To understand what the market offers, unpacking what cognitive systems are is a prerequisite.
Like squares and rectangles, an example of cognitive computing is deep learning, but as the most advanced form, deep learning is indistinguishable from an AI system.
- Cognitive computing is the foundational ability of machines to mimic human behavior.
- Artificial intelligence enables machines to simulate human thinking and behavior.
- Machine learning facilitates learning through past data without explicit programming.
- Neural networks combine ML algorithms, creating an ecosystem of learning nodes.
- Deep learning includes multiple neural network layers that enable self-training.
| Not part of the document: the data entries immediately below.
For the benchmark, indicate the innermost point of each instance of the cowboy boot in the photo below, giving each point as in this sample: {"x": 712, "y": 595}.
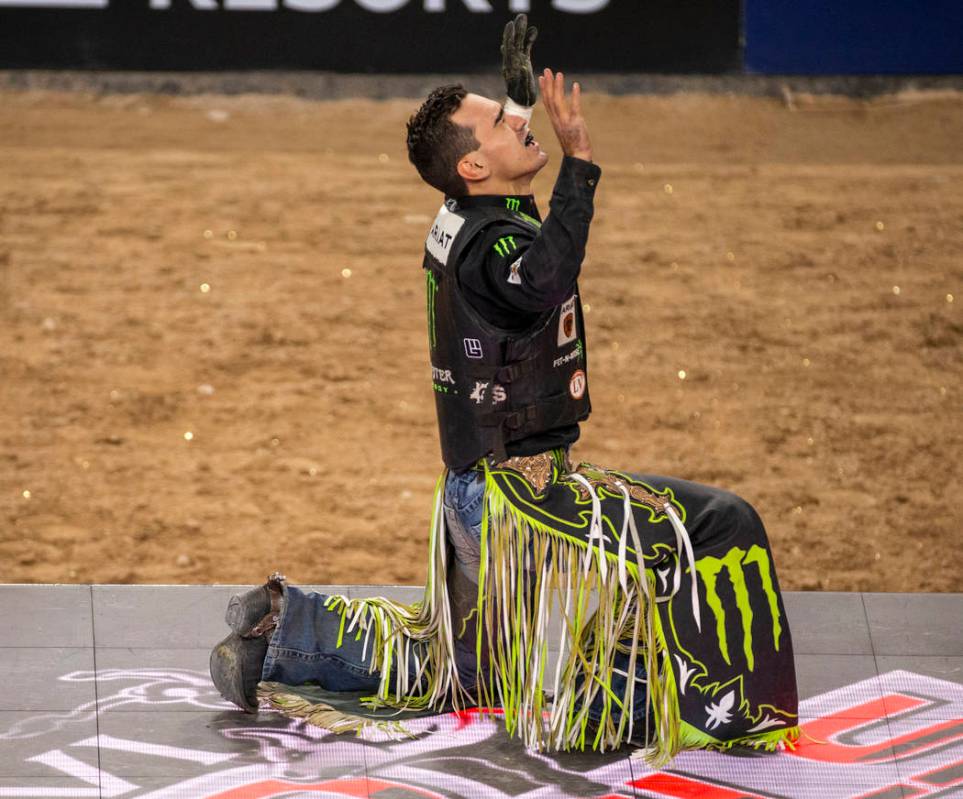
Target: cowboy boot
{"x": 237, "y": 661}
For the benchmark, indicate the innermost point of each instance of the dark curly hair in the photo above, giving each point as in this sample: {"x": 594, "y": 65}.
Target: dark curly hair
{"x": 436, "y": 144}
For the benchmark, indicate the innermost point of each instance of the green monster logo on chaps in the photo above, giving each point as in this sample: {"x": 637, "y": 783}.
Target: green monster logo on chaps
{"x": 431, "y": 285}
{"x": 734, "y": 563}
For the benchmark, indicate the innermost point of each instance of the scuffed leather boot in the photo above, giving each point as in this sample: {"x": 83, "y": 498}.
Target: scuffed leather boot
{"x": 237, "y": 661}
{"x": 236, "y": 665}
{"x": 255, "y": 612}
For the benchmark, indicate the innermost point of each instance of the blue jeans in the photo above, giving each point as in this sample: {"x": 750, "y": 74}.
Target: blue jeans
{"x": 304, "y": 645}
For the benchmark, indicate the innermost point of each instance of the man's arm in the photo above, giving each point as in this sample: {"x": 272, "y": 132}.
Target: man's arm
{"x": 531, "y": 271}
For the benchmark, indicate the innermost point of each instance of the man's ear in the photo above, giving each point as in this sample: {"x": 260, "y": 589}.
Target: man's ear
{"x": 473, "y": 167}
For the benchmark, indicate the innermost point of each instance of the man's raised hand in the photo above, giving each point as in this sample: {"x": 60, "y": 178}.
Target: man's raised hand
{"x": 517, "y": 61}
{"x": 566, "y": 115}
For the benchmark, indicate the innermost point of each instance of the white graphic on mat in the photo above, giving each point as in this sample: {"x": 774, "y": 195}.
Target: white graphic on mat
{"x": 720, "y": 713}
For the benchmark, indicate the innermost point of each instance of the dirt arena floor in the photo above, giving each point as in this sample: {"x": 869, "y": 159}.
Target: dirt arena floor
{"x": 214, "y": 358}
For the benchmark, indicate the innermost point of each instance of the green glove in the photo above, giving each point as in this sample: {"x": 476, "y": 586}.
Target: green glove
{"x": 520, "y": 84}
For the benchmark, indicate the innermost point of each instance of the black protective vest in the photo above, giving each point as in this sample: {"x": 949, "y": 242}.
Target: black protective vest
{"x": 493, "y": 386}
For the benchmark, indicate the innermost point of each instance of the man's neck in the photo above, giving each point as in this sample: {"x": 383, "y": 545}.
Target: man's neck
{"x": 502, "y": 188}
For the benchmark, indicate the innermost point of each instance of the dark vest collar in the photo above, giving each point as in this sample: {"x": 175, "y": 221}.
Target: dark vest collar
{"x": 523, "y": 203}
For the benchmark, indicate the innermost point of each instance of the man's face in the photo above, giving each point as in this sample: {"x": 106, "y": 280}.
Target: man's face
{"x": 506, "y": 145}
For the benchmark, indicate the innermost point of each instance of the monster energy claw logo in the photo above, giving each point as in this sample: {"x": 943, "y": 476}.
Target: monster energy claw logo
{"x": 505, "y": 245}
{"x": 734, "y": 562}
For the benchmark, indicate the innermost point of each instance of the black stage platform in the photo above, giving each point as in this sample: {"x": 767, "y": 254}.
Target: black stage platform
{"x": 106, "y": 694}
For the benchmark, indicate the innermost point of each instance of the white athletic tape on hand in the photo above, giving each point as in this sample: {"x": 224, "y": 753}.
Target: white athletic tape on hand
{"x": 516, "y": 110}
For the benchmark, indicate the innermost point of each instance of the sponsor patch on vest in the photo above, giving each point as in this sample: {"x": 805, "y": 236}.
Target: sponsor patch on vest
{"x": 566, "y": 322}
{"x": 576, "y": 386}
{"x": 568, "y": 356}
{"x": 442, "y": 375}
{"x": 479, "y": 393}
{"x": 514, "y": 274}
{"x": 473, "y": 348}
{"x": 442, "y": 234}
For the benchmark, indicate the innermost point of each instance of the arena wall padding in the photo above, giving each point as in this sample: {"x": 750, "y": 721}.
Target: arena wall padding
{"x": 854, "y": 37}
{"x": 406, "y": 36}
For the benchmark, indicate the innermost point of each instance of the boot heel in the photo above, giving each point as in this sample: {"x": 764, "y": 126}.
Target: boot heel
{"x": 247, "y": 609}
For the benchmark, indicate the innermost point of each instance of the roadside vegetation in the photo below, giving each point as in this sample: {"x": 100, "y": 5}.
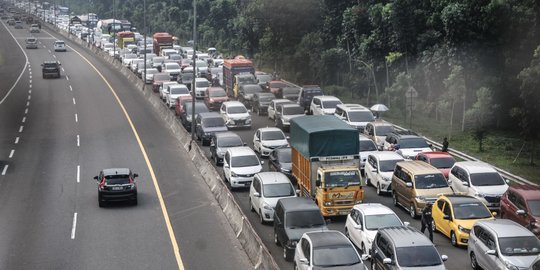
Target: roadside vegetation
{"x": 474, "y": 65}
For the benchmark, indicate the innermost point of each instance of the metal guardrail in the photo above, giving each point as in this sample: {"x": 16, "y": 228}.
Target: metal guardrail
{"x": 461, "y": 155}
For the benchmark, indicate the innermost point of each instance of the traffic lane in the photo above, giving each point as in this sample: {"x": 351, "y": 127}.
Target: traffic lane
{"x": 39, "y": 197}
{"x": 198, "y": 222}
{"x": 337, "y": 223}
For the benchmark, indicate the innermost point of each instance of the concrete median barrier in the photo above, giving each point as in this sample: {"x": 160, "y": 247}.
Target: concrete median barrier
{"x": 256, "y": 251}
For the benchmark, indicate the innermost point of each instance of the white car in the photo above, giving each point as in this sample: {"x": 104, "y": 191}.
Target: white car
{"x": 379, "y": 169}
{"x": 235, "y": 114}
{"x": 365, "y": 220}
{"x": 163, "y": 89}
{"x": 265, "y": 140}
{"x": 478, "y": 179}
{"x": 265, "y": 190}
{"x": 240, "y": 164}
{"x": 201, "y": 84}
{"x": 321, "y": 105}
{"x": 173, "y": 92}
{"x": 273, "y": 106}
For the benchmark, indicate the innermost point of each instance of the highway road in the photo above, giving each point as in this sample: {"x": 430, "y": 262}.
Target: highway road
{"x": 56, "y": 134}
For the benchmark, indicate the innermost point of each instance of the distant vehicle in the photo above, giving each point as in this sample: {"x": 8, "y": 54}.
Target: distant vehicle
{"x": 50, "y": 69}
{"x": 265, "y": 191}
{"x": 116, "y": 184}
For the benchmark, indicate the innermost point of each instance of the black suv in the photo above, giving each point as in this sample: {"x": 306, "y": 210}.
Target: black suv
{"x": 116, "y": 184}
{"x": 208, "y": 123}
{"x": 50, "y": 68}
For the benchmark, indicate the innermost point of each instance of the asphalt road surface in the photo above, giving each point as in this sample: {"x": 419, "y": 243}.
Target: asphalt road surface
{"x": 56, "y": 134}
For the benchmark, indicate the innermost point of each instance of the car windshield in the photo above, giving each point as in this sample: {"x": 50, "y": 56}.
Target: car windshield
{"x": 375, "y": 222}
{"x": 413, "y": 143}
{"x": 304, "y": 219}
{"x": 330, "y": 104}
{"x": 471, "y": 210}
{"x": 202, "y": 84}
{"x": 230, "y": 141}
{"x": 365, "y": 116}
{"x": 487, "y": 179}
{"x": 383, "y": 130}
{"x": 293, "y": 110}
{"x": 278, "y": 190}
{"x": 418, "y": 256}
{"x": 339, "y": 255}
{"x": 272, "y": 135}
{"x": 244, "y": 161}
{"x": 217, "y": 93}
{"x": 388, "y": 165}
{"x": 236, "y": 109}
{"x": 118, "y": 179}
{"x": 534, "y": 205}
{"x": 341, "y": 179}
{"x": 213, "y": 122}
{"x": 429, "y": 181}
{"x": 367, "y": 145}
{"x": 519, "y": 246}
{"x": 442, "y": 163}
{"x": 179, "y": 91}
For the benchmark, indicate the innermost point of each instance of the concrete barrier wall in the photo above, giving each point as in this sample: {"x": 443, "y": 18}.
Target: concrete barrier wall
{"x": 255, "y": 249}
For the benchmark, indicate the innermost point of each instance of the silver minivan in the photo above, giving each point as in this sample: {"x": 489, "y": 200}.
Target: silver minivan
{"x": 502, "y": 244}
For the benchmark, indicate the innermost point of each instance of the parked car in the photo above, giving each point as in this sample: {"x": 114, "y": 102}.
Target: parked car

Enterprise cognitive system
For larger organizations, the enterprise cognitive system (ECS) addresses the problem of unstructured business context. Today’s data collection habits mean volumes of business context are ambiguous, evolving fast, and multi-faceted.
Features of an ECS
Capable of unsupervised learning, processing dynamic and incremental data in real-time
Easy-to-use, compatible with hybrid network systems, and embedded in existing workflows
Iterative and Stateful
Motivated to resolve ambiguous data and capable of remembering prior interactions
Comprehends contextual elements and different types of data
While an appealing framework, developing an ECS only applies to a fraction of the diverse and sizable channel space. Larger organizations, including MSPs, managing large amounts of data for hybrid infrastructures are the most likely to benefit from adopting cognitive systems at this time.